History of Portsmouth started about 1180 when a merchant called Jean De Gisors founded a little town in South-West corner of Portsea Island. Jean de Gisors was a Norman lord of the fortress of Gisors in Normandy, where meetings were traditionally convened between English and French kings. Initially he was a vassal of the king of England – Henry II and then Richard I.
It is a port city and naval base on England’s south coast, mostly spread around Portsea Island. It’s known for its maritime heritage and Historic Dockyards. We can find there home to the interactive National Museum of the Royal Navy, the wooden warship HMS Victory, where Nelson died in the Battle of Trafalgar and HMS Warrior 1860. There is also Tudor ship, Mary Rose.

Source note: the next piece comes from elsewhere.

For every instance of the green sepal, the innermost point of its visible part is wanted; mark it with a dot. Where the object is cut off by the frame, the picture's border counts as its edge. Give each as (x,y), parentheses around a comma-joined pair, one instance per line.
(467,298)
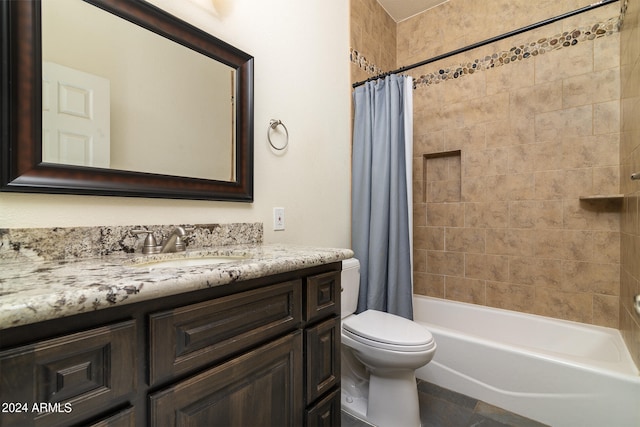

For centuries Britain, a maritime superpower, relied on the fleets based here to maintain and expand its vast empire. As an obvious military target, Portsmouth was nearly flattened by World War II bombs but has been rebuild in 1945. Its cathedral survived only because the Nazis used it as a beacon to help guide their bombs. Due to its post-war construction hastily and poorly planned, the city became infamous for its bad architecture, but an impressive gentrification its under way.
As the Navy shrinks and tourism grows, Portsmouth is enjoying new life. Underneath Spinnaker Tower, its formerly gritty industrial waterfront has been transformed into a vital shopping and restaurants complex. The once-formidable ramparts are now a park-like promenade lined with historic points of interest, mostly ignored by those simply enjoying a refreshing stroll.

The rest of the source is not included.